Também para Lima Barreto, o encarceramento no manicômio resultava das limitações do conhecimento da medicina a respeito da loucura. O escritor filiava essas limitações a um objeto constante de sua crítica às elites brasileiras – o fascínio colonizado pelas teorias europeias, que fica claro nesta referência a Henrique Roxo, um dos pioneiros da psiquiatria nacional: “um desses médicos brasileiros imbuídos de um ar de certeza de sua arte (…) muito livresco e pouco interessado em levantar um pouco o véu do mistério – e que mistério – que há na especialidade que professa” (trecho do Diário do Hospício).
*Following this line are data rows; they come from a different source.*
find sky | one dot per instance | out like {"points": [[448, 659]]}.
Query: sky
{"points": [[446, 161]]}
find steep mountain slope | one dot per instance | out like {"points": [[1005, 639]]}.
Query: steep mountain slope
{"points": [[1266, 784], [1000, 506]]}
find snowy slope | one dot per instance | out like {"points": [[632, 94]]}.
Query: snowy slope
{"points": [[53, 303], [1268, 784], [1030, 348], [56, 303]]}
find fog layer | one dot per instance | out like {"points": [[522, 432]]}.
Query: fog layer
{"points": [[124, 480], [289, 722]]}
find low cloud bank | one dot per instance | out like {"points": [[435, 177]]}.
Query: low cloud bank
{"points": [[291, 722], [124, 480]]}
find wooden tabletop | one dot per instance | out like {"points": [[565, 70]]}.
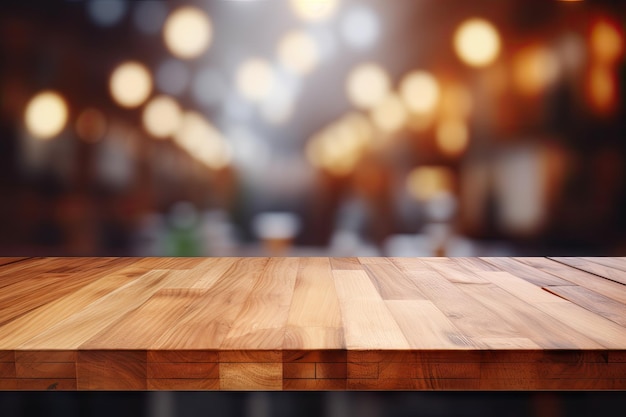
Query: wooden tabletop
{"points": [[312, 323]]}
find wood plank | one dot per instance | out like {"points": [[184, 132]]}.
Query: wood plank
{"points": [[608, 288], [593, 326], [314, 337], [594, 268], [592, 301], [208, 320], [429, 370], [251, 376], [367, 322], [35, 322], [63, 370], [261, 321], [179, 384], [522, 289], [453, 271], [23, 297], [209, 271], [314, 384], [76, 329], [561, 371], [391, 283], [111, 370], [529, 320], [466, 313], [532, 275], [187, 370], [142, 327], [314, 320], [169, 263], [426, 327], [345, 263], [614, 263], [312, 323]]}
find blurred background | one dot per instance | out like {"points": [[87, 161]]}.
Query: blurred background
{"points": [[312, 127]]}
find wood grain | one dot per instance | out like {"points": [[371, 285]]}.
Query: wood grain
{"points": [[312, 323]]}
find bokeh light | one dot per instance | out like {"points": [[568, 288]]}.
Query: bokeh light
{"points": [[606, 41], [130, 84], [161, 116], [452, 136], [91, 125], [314, 10], [338, 148], [420, 92], [187, 32], [360, 28], [255, 79], [278, 106], [477, 42], [46, 115], [367, 85], [298, 52], [534, 69], [389, 115], [426, 182]]}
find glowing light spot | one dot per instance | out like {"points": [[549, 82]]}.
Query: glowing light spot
{"points": [[130, 84], [187, 32], [427, 182], [314, 10], [106, 13], [298, 52], [278, 107], [46, 115], [420, 92], [161, 117], [172, 77], [367, 85], [390, 114], [452, 137], [477, 42], [360, 28], [607, 41], [338, 148], [91, 125], [255, 79], [534, 69]]}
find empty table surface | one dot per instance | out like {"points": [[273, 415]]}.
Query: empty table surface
{"points": [[312, 323]]}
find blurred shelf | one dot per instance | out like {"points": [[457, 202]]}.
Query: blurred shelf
{"points": [[312, 323]]}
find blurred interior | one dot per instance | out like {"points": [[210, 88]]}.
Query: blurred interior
{"points": [[312, 128]]}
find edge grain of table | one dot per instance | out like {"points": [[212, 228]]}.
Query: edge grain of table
{"points": [[312, 323]]}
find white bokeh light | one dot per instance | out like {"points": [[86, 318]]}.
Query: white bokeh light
{"points": [[360, 28], [187, 32]]}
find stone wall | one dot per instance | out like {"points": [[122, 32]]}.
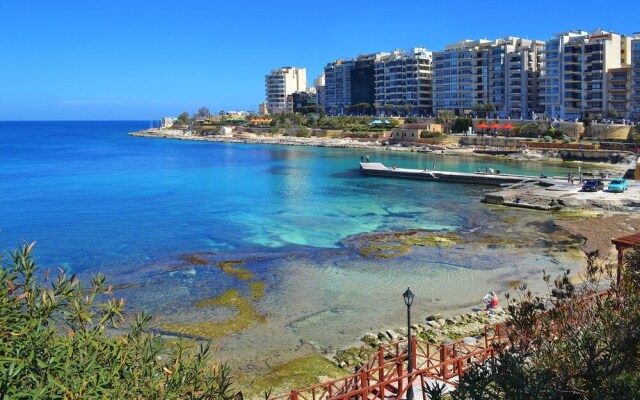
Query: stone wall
{"points": [[608, 132], [490, 141]]}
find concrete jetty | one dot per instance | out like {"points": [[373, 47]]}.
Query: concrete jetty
{"points": [[522, 191], [478, 178]]}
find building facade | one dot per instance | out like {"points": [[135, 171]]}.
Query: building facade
{"points": [[635, 78], [619, 93], [280, 84], [403, 83], [503, 72], [337, 89], [575, 73]]}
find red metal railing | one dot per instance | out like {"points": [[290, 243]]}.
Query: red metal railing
{"points": [[384, 374]]}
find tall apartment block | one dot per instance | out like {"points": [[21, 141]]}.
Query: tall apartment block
{"points": [[403, 82], [280, 84], [619, 92], [578, 73], [502, 72], [337, 86], [635, 77], [349, 82], [319, 85]]}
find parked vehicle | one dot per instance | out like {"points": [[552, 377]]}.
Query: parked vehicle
{"points": [[593, 185], [618, 185]]}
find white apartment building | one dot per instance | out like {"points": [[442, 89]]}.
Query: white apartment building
{"points": [[319, 85], [502, 72], [280, 84], [635, 77], [403, 82], [575, 73]]}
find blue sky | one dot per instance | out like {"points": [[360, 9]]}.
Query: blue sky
{"points": [[142, 59]]}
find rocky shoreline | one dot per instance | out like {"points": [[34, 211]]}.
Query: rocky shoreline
{"points": [[454, 149], [437, 329]]}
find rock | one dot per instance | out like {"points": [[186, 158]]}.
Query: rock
{"points": [[392, 335], [370, 338], [433, 324], [434, 317]]}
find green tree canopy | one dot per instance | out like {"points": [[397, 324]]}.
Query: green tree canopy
{"points": [[581, 346], [54, 344]]}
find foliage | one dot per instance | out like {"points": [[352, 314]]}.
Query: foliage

Machado de Assis fez uma crítica muito semelhante às pretensões do cientificismo que, vitorioso com a proclamação da República, tornou-se a ideologia oficial do militarismo a governar o país no início do século XX. Vinculados a uma tradição que remonta à tragédia grega, passando por obras como as de Shakespeare e Cervantes, os dois ficcionistas viam a loucura envolvida por aspectos racionalmente imponderáveis. O “véu de mistério” mencionado por Lima Barreto corresponde ao que Barretto Filho, num estudo importante sobre a obra machadiana, chamou “espírito trágico”. Esse espírito colocava, para ambos os ficcionistas e para toda a tradição aludida, sérios limites à lógica da ciência quando o que estava em análise era o desvario.

A diferença mais marcante entre Cemitério dos vivos e O alienista está no foco narrativo. Em cada um dos casos, a posição do narrador refrata a posição do autor em relação à vida no hospício como experiência; e são visões não apenas divergentes, como opostas. Machado também seria suspeito de “degeneração” genética, de acordo com as teorias prestigiadas na época, e por isso sempre passou longe daquele casarão com janelas gradeadas dando para uma praia. Lima, desprotegido em sua condição de marginal, foi obrigado a conhecer em detalhes um espaço de que o outro apenas terá ouvido falar. Em resumo, certamente Machado de Assis entendeu muito mais a respeito da loucura, inclusive por não a ter sofrido senão nas proporções em que boa parte das pessoas a experimenta; Lima Barreto, porém, tem muito mais a dizer sobre o que é um hospício. A Casa Verde é uma abstração, por mais brilhante que seja O alienista.

 


Título: Cemitério dos Vivos
Autor: Lima Barreto
Gênero: Romance | Ficção
Ano da edição: 2018
Formato: E-book
Selo: Obliq


Eloésio Paulo é professor titular da UNIFAL-MG e autor dos livros: Teatro às escuras — uma introdução ao romance de Uilcon Pereira (1988), Os 10 pecados de Paulo Coelho (2008), Loucura e ideologia em dois romances dos anos 1970 (2014) e Questões abertas sobre O Alienista, de Machado de Assis (2020). Desde 2021, colabora com a coluna “UNIFAL-MG Indica” do Jornal UNIFAL-MG e atualmente assina, no mesmo jornal, essa coluna exclusiva semanal sobre produções literárias. “Montra” significa vitrine ou espaço onde artigos ficam em exposição.